People do not like a moaner and complainer, I mean on paper, I am a pretty lucky girl. I live in a beautiful place. I am in a warm country, surrounded by foothills, woods and ocean. I have a much longed for family. I eat good, healthful food and drink clean well water. Both of my parents are living and healthy as are my husband’s. We are all healthy and thriving. I have friends who are now orphans. I know mothers with small children who are dying. I know people who are battling mental health issues, money issues, general life issues and I am not. Sure, we are not in the best financial situation with my husband’s business having had a huge outlay this year and the tourist season yet to begin. Sure, our house is rented and far from grand. Sure, I am thousands away from my family and friends and often feel very homesick but as far as the fundamentals, we are doing just fine.

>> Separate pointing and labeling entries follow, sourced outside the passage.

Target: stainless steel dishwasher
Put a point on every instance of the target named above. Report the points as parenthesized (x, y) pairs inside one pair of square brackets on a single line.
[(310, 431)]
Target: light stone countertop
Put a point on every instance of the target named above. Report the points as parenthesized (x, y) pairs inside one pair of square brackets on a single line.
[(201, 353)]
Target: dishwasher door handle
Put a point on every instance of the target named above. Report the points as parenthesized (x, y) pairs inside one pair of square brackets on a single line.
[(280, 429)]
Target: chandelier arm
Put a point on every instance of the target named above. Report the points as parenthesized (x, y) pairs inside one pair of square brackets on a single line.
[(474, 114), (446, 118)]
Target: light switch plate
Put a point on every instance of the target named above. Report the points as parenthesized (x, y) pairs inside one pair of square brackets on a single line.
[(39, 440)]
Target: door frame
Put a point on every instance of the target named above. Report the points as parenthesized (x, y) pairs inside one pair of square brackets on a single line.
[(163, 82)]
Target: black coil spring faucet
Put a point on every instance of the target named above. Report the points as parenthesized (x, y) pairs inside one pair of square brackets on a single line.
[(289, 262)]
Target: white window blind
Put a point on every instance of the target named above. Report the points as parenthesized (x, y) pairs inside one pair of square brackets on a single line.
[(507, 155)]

Despite all of this, today was utter crap for no particular reason and that is okay. I reserve my right to feel like the poo poo I constantly seem to be wiping up. Why can’t I? Even though I am smart enough to know how blessed I am compared to others, that doesn’t mean that I am ecstatic all of the time, far from it. People on social media like to make distinctions between first world problems and those of the rest of the world. The rest of the world being they who are trying to meet their basic needs or are fleeing from war, or have lost all of their family in a natural disaster and I get that, but here is the thing about human beings…our outer circumstances don’t really affect our inner reality. I remember watching on TV, a Honduran man who had lost his house in an earthquake, being interviewed by a reporter. He was smiling and the reporter asked him why he was smiling when he had just lost everything. The man replied: why shouldn’t he be smile through his tragedy? He was still around to smile. That moment has stayed with me because I get it and I get that the converse is true too. It is like the poor, little, rich girl or boy who has everything imaginable materially but interiorly are bankrupt. They say that money cannot buy happiness and this is the ultimate truth. I know that because today all of the things that I have going for me did not buy me happiness but extreme irritation.
Tomorrow I will hopefully, probably wake up on the right side of the bed and I will find joy in the same things in which today I found annoyance. I will pick flower heads and find a cool jar to arrange them in, setting them to float prettily on their delicate, white petals. I will sit outside and handstich my hem as my daughter waters the concrete. I will march to the store and purchase a Tinkerbell sand picture which I will do with my daughter all the while following instructions. I will then take the completed perfectly rendered fairy, go into my daughter’s room where on the dresser I will place her side by side with badly fake tanned Beyoncé and her exploding bag of poppy seeds.